The uncredited text on the back of Groundwork was written by Tara Murphy, publishing assistant at Biblioasis and, yes, my publicist, among many other things. (She was copy-editor of the book, and at that stage gave me a fine and generous reading of Groundwork in the context of western literature, which sent me back to the book with new eyes.)
Writers would be in a bad way if they believed everything their publicists wrote about them; on the other hand, writers would be in a bad way if they believed nothing their publicists wrote about them. And it happens that Tara, in addition to being a publicist, is a tremendously erudite scholar and poet — so I do trust both her judgment and her literary integrity.
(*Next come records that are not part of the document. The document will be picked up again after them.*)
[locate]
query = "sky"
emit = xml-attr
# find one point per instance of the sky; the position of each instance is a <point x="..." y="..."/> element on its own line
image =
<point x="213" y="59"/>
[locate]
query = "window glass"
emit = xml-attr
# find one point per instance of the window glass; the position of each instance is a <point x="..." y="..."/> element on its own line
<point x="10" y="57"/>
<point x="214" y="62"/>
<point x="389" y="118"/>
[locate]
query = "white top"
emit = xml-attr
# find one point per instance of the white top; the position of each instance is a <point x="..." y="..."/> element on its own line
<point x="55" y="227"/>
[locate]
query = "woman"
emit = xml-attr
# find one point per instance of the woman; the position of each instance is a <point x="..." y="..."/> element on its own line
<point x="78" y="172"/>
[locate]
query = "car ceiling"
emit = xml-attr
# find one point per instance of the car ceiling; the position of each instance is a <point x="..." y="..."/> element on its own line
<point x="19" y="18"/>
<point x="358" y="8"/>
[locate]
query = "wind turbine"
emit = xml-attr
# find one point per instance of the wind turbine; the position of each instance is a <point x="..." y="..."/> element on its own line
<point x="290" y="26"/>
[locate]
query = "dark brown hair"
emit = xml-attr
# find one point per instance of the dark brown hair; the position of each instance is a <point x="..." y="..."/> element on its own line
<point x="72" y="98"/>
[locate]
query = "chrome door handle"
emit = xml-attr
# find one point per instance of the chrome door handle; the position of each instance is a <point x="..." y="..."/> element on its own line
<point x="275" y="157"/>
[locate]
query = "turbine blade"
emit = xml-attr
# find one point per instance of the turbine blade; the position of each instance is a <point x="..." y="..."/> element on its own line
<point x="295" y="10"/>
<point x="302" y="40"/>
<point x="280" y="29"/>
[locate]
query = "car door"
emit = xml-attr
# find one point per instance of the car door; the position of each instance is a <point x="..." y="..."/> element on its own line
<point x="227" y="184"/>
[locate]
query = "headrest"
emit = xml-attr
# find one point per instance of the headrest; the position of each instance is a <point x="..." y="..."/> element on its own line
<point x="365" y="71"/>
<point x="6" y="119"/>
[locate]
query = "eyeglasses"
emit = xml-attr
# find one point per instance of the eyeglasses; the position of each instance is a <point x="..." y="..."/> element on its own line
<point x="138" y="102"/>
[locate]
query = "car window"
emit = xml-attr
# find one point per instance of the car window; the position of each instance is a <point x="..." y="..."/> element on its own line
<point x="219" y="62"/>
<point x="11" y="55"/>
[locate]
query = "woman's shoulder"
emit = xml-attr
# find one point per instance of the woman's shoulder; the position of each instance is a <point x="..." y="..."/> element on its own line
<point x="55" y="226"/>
And for that reason, I don’t want to speak for her! But I suspect that what she is getting at, with the bit about Yeats, is less a matter of influence (though there are Yeatsian echoes in Groundwork) than a matter of shared ambition and intention: Groundwork is a wholesale reworking of European myth (as is The Tower). And this brings me back to your first question. ‘Each section [of Groundwork] is an attempt to see or reimagine what was left out either by the passing of time or in the original telling [of a myth],’ you write. I can see the truth in that, but I didn’t think of the mythological poems in that way, as I was working on them. I didn’t want to fill in the ‘gaps’ in those stories; I wanted to wholly reinhabit those stories, as an actor reinhabits a role. I wanted to live and move and breathe in them — and in so doing, of course to change them; and be changed by them, too. This may sound wildly ambitious, but I feel that any writer does the same, when he or she is working honestly with traditional materials.
As for contemporary aesthetics: well, there are more versions of contemporary aesthetics than you can shake a stanza at. The Nintendo sets of ‘The Cartographer’, the petrochemical canary of ‘The Birds of Paradise’, represent one sort of contemporary aesthetic: and certainly the book is a critique of that ‘aesthetic’. But I’d like to think that there are subtler dichotomies of aesthetic and critique at work — that the book is, at times, self-critical. After all, its scholars and night guards, its lovers and beasts, speak back and forth to one another. They also speak to me.